Sunday 15 January 2017

Looking the cat out of the tree

We have this saying in Dutch, de kat uit de boom kijken. It means, literally translated, looking the cat out of the tree. I always imagine a bunch of people looking at a cat stranded in a tree, hoping it will get down on its own. Though that is not exactly the drift of the saying, it implies someone observing a pretty long while, before acting. We now have a cat that is looking herself out of the tree.

I have always wanted a cat, but since my mother was allergic I was never allowed. I swore I’d get one as an adult, but somehow never did. Between the rabbits, the chicken, the frogs and the hamster, I forgot about the cat.  Then, we had a rat infestation at the same time that Jasmijn was begging for a new pet for her birthday, and I suddenly found myself at a cat shelter. Imagine twenty cats looking at you through bars, some sleeping, some meowing neurotically, some just sitting there and staring. Where do you even start? Luckily, most were kittens, and we’d decided to go for a slightly older one, a female, as they were supposed to be better hunters. That narrowed it down a bit. I approached one pretty tree-coloured one, and stuck my hand through the bars. She woke up, stretched her back, and walked to the bars. She started nuzzling my hand, for a good few minutes, and when I retracted it, sat there and stared. Those big green eyes…

I was sold. As a formality, I looked at the other cats, which were nice enough. But they weren’t her. That weekend we came back with the family, she was allowed out for a minute, and after more admin and tough questions than were needed to deliver a baby, we were allowed (only just) to take her home.

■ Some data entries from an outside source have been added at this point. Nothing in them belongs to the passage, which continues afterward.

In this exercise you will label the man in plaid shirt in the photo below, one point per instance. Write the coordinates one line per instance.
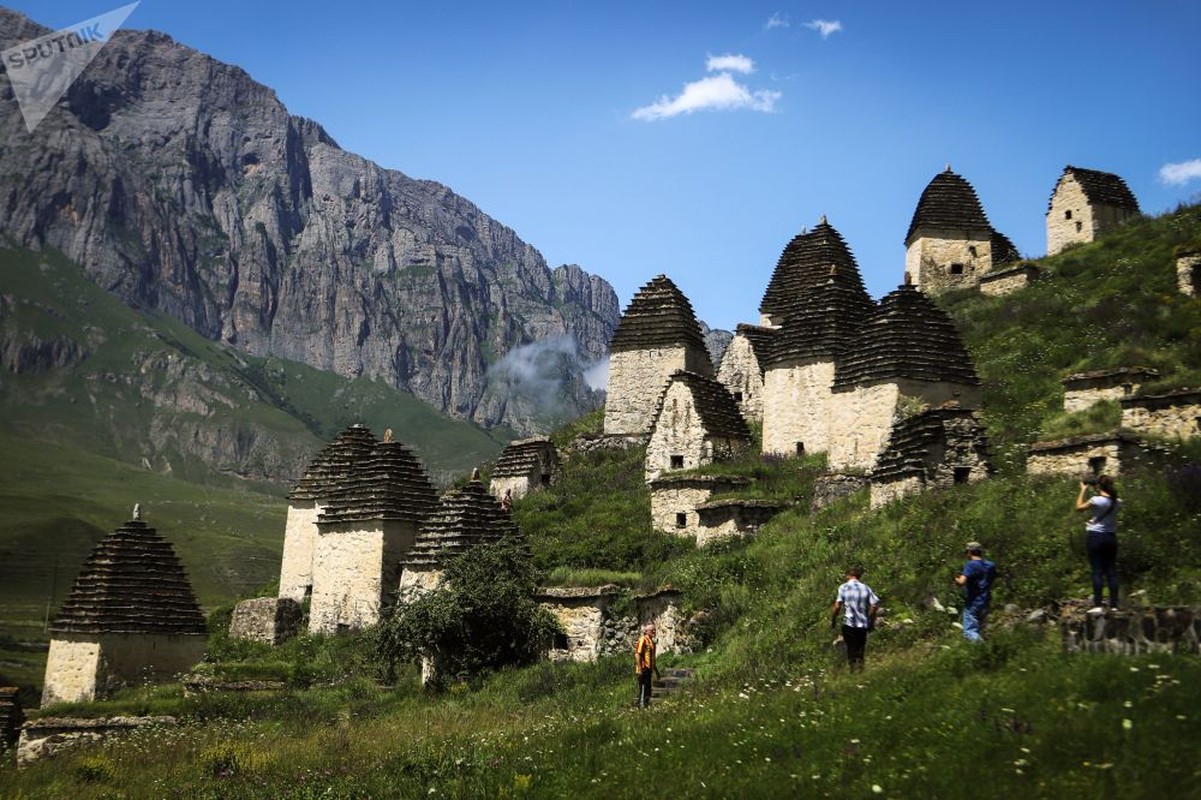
(858, 604)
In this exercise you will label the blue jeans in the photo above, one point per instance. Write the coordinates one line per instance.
(974, 615)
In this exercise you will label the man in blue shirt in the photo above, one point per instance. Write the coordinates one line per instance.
(858, 604)
(977, 579)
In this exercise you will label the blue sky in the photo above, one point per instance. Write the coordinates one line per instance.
(695, 139)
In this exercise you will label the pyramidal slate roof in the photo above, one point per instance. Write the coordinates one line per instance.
(520, 458)
(948, 202)
(805, 266)
(914, 440)
(334, 464)
(823, 324)
(1100, 187)
(462, 519)
(715, 405)
(658, 316)
(131, 583)
(387, 482)
(907, 336)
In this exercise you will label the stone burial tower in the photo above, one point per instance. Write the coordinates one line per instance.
(1086, 203)
(657, 336)
(131, 618)
(950, 243)
(369, 521)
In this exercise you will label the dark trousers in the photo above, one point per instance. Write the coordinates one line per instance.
(856, 642)
(1103, 557)
(645, 682)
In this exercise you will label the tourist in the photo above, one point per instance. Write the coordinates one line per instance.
(1103, 537)
(858, 604)
(645, 666)
(977, 578)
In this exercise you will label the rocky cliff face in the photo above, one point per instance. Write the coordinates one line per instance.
(184, 186)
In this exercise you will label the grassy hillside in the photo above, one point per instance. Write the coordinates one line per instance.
(771, 712)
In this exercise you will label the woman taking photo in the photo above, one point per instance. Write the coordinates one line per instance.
(1103, 537)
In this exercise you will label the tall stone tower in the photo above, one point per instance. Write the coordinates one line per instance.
(131, 616)
(1086, 203)
(950, 243)
(368, 525)
(909, 352)
(657, 335)
(818, 300)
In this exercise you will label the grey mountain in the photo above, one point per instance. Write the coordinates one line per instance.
(184, 186)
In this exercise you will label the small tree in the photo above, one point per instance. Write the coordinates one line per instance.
(482, 618)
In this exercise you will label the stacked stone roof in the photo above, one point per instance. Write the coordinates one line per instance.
(715, 405)
(658, 316)
(949, 202)
(822, 326)
(1101, 187)
(906, 336)
(762, 341)
(462, 519)
(916, 441)
(523, 457)
(131, 583)
(338, 460)
(807, 262)
(387, 482)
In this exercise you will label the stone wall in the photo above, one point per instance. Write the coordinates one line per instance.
(741, 375)
(635, 381)
(1008, 281)
(82, 668)
(796, 407)
(356, 566)
(1131, 632)
(1177, 415)
(51, 735)
(933, 258)
(1188, 274)
(299, 539)
(270, 620)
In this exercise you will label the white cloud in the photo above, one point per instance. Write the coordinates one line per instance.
(825, 27)
(1177, 174)
(730, 63)
(716, 93)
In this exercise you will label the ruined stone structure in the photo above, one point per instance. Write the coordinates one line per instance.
(369, 523)
(932, 449)
(308, 500)
(1170, 415)
(695, 423)
(741, 369)
(657, 336)
(908, 354)
(950, 243)
(270, 620)
(1008, 280)
(1188, 272)
(131, 618)
(462, 519)
(524, 465)
(675, 500)
(817, 298)
(1083, 204)
(1083, 389)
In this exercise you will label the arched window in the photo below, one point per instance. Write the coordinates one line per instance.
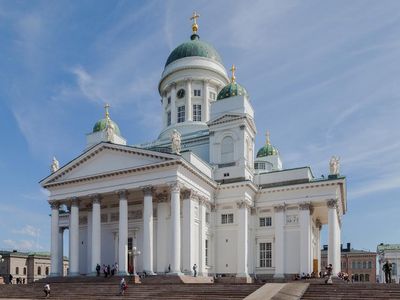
(227, 150)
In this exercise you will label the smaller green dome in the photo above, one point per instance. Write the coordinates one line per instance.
(267, 149)
(101, 125)
(231, 90)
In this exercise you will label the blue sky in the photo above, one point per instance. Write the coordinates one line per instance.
(323, 76)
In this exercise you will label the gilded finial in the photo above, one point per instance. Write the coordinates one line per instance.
(106, 107)
(195, 26)
(267, 141)
(233, 69)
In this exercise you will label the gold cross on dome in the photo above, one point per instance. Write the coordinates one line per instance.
(233, 69)
(195, 27)
(267, 138)
(106, 107)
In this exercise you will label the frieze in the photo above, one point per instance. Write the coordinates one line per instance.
(279, 208)
(292, 219)
(333, 203)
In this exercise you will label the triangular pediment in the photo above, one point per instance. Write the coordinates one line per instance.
(106, 158)
(226, 118)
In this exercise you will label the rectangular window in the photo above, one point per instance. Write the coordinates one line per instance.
(168, 118)
(265, 255)
(181, 114)
(212, 95)
(197, 112)
(206, 252)
(265, 222)
(227, 219)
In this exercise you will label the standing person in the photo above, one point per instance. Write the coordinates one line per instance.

We put her up in the small study room and she ran under the cabinet. From there, she started to look the cat out of the tree. Slowly, she comes out, if you sit next to her on the floor, and cuddles up, rubbing her head to your hands, legs, side, basically every part of your body she can reach, purring along. She will settle for nuzzling a doorpost or chair leg too. When we open the door to the living room, slowly, after much deliberation, she sets a few steps in the room. One slight noise or movement, brings her back into her safe room. Until she realises there are cuddles to be had, and she forces herself out.  After, she sits and stares. She watches, with those massive green eyes. She looks the cat out of the tree, and doles out cuddles. We all love our Mitzi already, even if she is the laziest, shyest, cuddliest cat I have ever seen. I can’t see her killing a fly. Our rats will be happy too.